Anthropics works on its always-on agent with UI extensions (3 minute read)
Anthropic is building Conway, an always-on Claude agent with a containerized environment and extension system that lets users install mini-apps with custom UIs.
Deep dive
- Conway represents a shift from conversational interface to persistent agent platform with container-based runtime
- Mobile parity signals Anthropic views this as core product surface, not a desktop experiment or power-user feature
- Extension system with custom UI tabs enables mini-applications to run alongside Claude conversations
- "Installed" and "Built-in" sidebar sections suggest app launcher model similar to browser extensions or IDE plugins
- Formalizes patterns that advanced users currently build manually with OpenClaw for agent orchestration
- Each extension can ship its own interface, creating modular ecosystem of reusable agent workflows
- Container lifecycle controls let users start, stop, and manage agent instances independently
- Permissions system allows granular control over agent capabilities, critical for persistent autonomous agents
- No release timeline announced, but cross-platform development pace indicates major platform priority for Anthropic
Decoder
- Always-on agent: An AI agent that runs persistently in the background rather than only during active chat sessions
- Containerized: Running in an isolated environment with defined resources and lifecycle management
- Connectors: Integrations that allow the agent to access external services or data sources
- Webhooks: HTTP callbacks that allow external systems to trigger agent actions
- Extensions: Modular add-ons that enhance agent capabilities, potentially with custom user interfaces
- Tool calls: When an AI agent invokes specific functions or APIs to perform actions beyond text generation
Original article
Anthropic appears to be deep into development on an always-on agent internally named Conway, a containerized Claude environment that will eventually surface directly to all users in the UI. The project has been taking shape across both web and mobile builds, with recent iOS updates now carrying a full settings interface that mirrors what has already been seen on desktop. From mobile, users should be able to install extensions, manage connectors and webhooks, pick which model powers the agent, control the container lifecycle, and fine-tune tool calls, essentially full parity with the web configuration surface.

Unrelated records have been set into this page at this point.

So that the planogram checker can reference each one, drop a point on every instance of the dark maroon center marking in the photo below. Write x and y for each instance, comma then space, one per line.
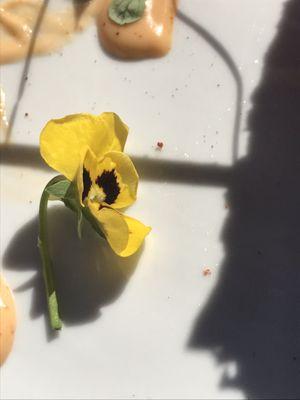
108, 182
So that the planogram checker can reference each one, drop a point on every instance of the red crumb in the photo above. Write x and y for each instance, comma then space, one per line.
206, 271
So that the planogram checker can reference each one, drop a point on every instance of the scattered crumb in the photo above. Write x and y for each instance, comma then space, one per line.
159, 145
206, 271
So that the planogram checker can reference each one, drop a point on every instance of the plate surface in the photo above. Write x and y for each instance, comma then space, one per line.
154, 326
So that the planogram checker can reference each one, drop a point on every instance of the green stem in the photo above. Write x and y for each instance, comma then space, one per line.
43, 245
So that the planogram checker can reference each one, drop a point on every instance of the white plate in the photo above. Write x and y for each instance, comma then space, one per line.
154, 326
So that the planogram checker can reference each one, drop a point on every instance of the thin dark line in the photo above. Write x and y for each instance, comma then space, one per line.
220, 49
26, 68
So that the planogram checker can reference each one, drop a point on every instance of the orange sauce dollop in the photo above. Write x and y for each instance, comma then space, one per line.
7, 320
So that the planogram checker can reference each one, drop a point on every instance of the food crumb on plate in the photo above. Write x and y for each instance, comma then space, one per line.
206, 271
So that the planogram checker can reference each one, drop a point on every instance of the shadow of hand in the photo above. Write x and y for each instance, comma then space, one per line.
88, 274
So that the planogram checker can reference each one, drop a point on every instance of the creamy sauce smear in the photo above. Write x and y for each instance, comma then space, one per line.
151, 36
7, 320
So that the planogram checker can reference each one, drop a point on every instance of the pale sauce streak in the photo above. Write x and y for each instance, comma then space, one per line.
19, 17
151, 36
7, 320
3, 116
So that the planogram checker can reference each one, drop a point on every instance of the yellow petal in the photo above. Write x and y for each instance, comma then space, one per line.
137, 233
62, 140
113, 225
128, 177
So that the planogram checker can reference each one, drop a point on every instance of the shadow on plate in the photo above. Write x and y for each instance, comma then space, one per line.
253, 315
88, 274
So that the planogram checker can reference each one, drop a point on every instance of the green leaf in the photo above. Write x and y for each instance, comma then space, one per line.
58, 190
126, 11
79, 223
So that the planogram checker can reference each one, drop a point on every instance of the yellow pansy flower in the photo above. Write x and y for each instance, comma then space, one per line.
88, 150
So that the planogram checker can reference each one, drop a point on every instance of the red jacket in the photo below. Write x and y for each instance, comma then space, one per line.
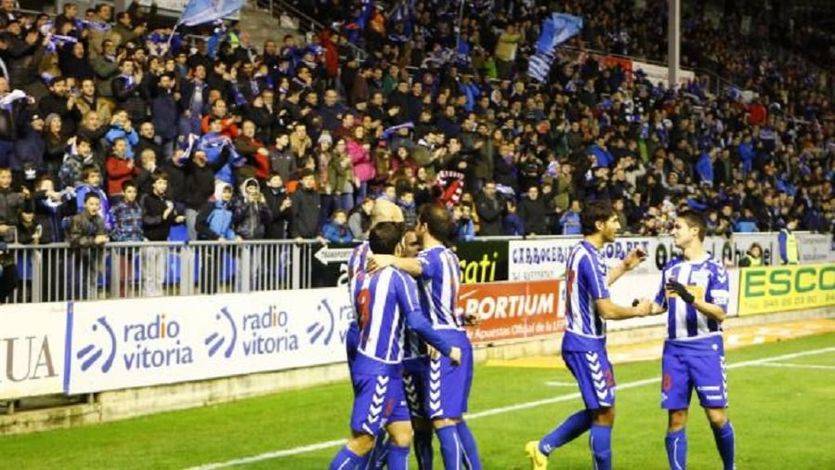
118, 172
229, 129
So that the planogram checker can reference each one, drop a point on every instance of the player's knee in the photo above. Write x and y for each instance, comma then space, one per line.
604, 416
443, 423
678, 420
402, 437
421, 425
361, 444
717, 417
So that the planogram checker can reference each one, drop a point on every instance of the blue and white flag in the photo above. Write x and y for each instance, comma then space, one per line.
205, 11
556, 30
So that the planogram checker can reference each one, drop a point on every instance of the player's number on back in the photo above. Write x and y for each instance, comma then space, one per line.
363, 302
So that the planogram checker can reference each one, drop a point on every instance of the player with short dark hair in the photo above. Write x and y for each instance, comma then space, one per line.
694, 293
584, 344
446, 387
387, 301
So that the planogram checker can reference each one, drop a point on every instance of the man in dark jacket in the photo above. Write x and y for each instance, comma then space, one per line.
200, 186
129, 90
533, 211
164, 112
88, 235
158, 214
489, 207
306, 206
60, 102
158, 211
275, 197
10, 204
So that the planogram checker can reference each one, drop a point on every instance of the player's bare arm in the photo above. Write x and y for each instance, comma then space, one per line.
409, 265
632, 261
612, 311
713, 311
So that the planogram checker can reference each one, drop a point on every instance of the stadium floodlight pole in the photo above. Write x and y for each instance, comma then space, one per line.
673, 41
458, 25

ANTHROPIC 🚨: CONWAY WILL EVOLVE ALWAYS-ON AGENTS TO THE NEXT LEVEL!
Imagine an always-on Agent with custom UI tabs that users can share and reuse as packages. Mission control, any custom workflow that requires a UI, etc.
And all these to be powered by top models from… pic.twitter.com/oeh12G3sFx
— TestingCatalog News 🗞 (@testingcatalog) April 21, 2026
Conway opens in a separate tab where users can chat with the agent, add connectors, configure extensions, and set precise permissions over what the agent is allowed to do. The codename may still shift before launch, but the scope of the build suggests it is now among the most actively developed surfaces within the company.
Recent iOS builds have picked up the full settings interface too, meaning mobile users should eventually reach parity with web, installing extensions, managing connectors and webhooks, switching the underlying model, controlling the container lifecycle, and tuning tool calls all from the phone. That is a notable commitment for something still pre-release, because it implies Anthropic wants Conway to feel like a first-class product surface rather than a desktop-only experiment.
The more intriguing detail appears in the web sidebar, where two new sections, labeled "Installed" and "Built-in," have quietly appeared. On their own, they look unremarkable, but paired with the known direction that upgraded extensions will be able to ship custom UI tabs, the setup starts to look like a launcher for full mini-applications running alongside the main Claude conversation. Each installed extension could carry its own interface that users control independently, backed by a standard format Anthropic can promote across its ecosystem, conceptually close to how Skills already function.
The addition of extensions would turn the always-on agent into a modular runtime where reusable mini-apps plug into a persistent Claude environment, covering everything from dashboards to operational mission-control panels. Power users have already been building this pattern on top of OpenClaw, wiring up custom UIs to orchestrate agent workflows; a native, packaged version from Anthropic would formalize the idea and hand every user a path to the same capability without stitching anything together themselves.
Timing remains unclear, with no public release window, but the pace of changes landing across web and mobile points to one of Anthropic's most ambitious platform moves to date.